Bipolar disorder, manic-depressive disorder, bipolar disorder, bipolar depression. They are all the names of a mood disorder that affects about 3% of people. Because of the multiform clinical picture it is difficult to diagnose. It is often associated with other psychiatric disorders, psychotic symptoms, substance abuse and personality disorders.
Most cases of bipolar disorder are not diagnosed. The subject perceives the hypomaniacal and manic phases as normal manifestations of the personality. However, if not diagnosed, it can have serious consequences for private and work life.
Under normal conditions, the brain deals with the regulation of mood. Despite the ups and downs caused by external and hormonal factors, these mechanisms maintain a certain balance of the whole. A balance that is lacking in those suffering from bipolar disorder, causing emotional lability, lunacy, depression followed by manic excitement. This also affects the levels of physical energy, mental efficiency, sleep and appetite.
People suffering from bipolar disorder go from manic to depressive phases even within a few days. In the hypomaniac and manic phase the subject sleeps less, feels more energetic and euphoric. Self-esteem grows and often leads to rash decisions and inappropriate behavior. At this stage too much excitement pushes to open projects without being able to close them. Sometimes the phenomenon degenerates into delirium of omnipotence and also leads to auditory hallucinations.
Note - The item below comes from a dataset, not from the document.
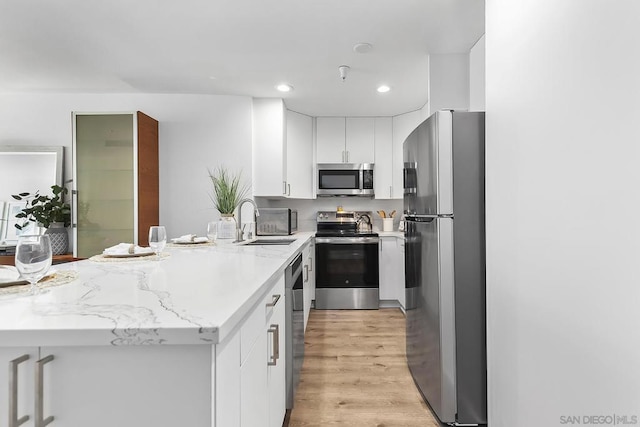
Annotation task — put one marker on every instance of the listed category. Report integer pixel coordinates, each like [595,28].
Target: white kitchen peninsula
[181,341]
The depressive phase is characterized by deep and continuous sadness, which lasts for at least 14 days. The subject has the feeling of not loving anything and that life does not make sense. Often those suffering from bipolar disorder are struggling to sleep at this stage. Also for this reason, it feels without energy and always tired. The depressive phase is often longer than the manic phase and can even come after a period of stable mood.
Bipolar disorder of type I is characterized by the presence of at least one manic episode in life. In this case, the presence or absence of other hypomanic or depressive episodes is ignored. Nevertheless, the episodes of mania are very present.
In type II bipolar disorder, there is at least one episode of major depression throughout life. This is accompanied by at least one hypomanic episode.